Habitué à une vie active, Hopwell avait coutume de faire chaque matin, et quel que fût le temps, une promenade à cheval. Don Pepo le Cachupin, moins tourmenté du besoin de.se mouvoir, restait d’ordinaire accoudé à la fenêtre, près de doña Jacinta, fumant sa cigarette et savourant les douceurs du far niente. Courir au-devant des horizons ou les appeler à soi par la conternplation, ce sont deux manières également appréciables de s’identifier avec la nature extérieure ; mais Hopwell, qui était un homme énergique, ne comprenait pas les placides allures de son hôte.

— Don Pepo, lui disait-il souvent, voulez-vous que je fasse seller votre cheval ?…

— Demain, demain, répondait le 'Cachupin en souriant, et il restait à la même place, le sombrero rabattu sur les yeux, sa grande mante rayée jetée sur l’épaule, roulant des cigarettes. Un matin cependant il fit seller son cheval et partit avec Hopwell.

— À la bonne heure, dit celui-ci ; vous vous décidez enfin à courir la forêt.

— Oui, répliqua le Cachupin, parce que j’ai le désir de m’entretenir avec vous, et dans cette solitude nous pourrons parler en toute liberté. Il y a longtemps déjà, monsieur Hopwell, que nous sommes chez vous…

— Longtemps !… Mais huit jours à peine…

— Enfin une semaine s’est écoulée depuis que nous sommes vos hôtes ; il a cessé de pleuvoir, et le ciel a repris sa sérénité.

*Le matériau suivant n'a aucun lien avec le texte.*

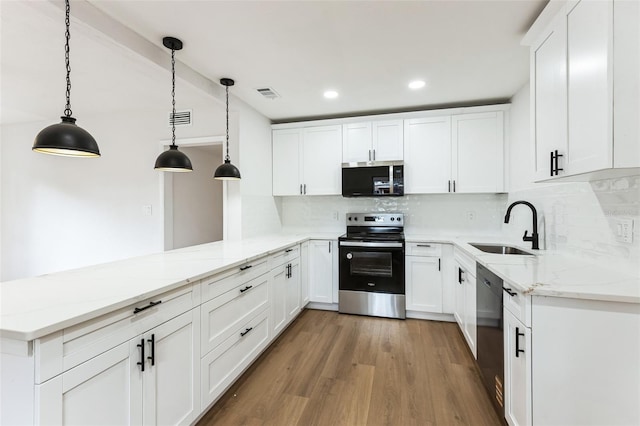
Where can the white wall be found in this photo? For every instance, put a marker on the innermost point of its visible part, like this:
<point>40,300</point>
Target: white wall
<point>197,199</point>
<point>577,218</point>
<point>60,213</point>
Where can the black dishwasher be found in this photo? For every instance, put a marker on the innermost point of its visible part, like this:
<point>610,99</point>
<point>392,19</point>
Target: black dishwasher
<point>490,345</point>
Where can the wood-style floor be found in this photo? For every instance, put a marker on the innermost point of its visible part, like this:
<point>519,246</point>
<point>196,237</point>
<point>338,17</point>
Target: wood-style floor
<point>334,369</point>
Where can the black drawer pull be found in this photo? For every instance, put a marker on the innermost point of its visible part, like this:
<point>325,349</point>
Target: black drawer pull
<point>510,292</point>
<point>141,363</point>
<point>150,305</point>
<point>518,350</point>
<point>153,349</point>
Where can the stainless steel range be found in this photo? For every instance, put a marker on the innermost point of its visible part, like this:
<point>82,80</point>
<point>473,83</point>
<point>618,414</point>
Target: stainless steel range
<point>372,265</point>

Jacinta est parfaitement remise de ses émotions et de ses fatigues. Il faut que nous prenions congé de vous.

— Pour aller où ?

— À la grâce de Dieu, dit le Cachupin en soupirant.

— La vie est triste ici. j’en conviens, reprit Hopwell ; depuis que j’habite ces solitudes, je n’y ai passé encore que huit jours heureux…

— Mon cher hôte, répliqua le Cachupin, l’hospitalité est douce à offrir, je suis d’un pays où l’on sait pratiquer cette noble vertu, mais nous avons tous dans le cœur un fonds de fierté… En nous accueillant chez vous, vous avez fait votre devoir de caballero, et moi, je dois faire le mien en vous déclarant qu’il nous est impossible de vous être à charge plus longtemps.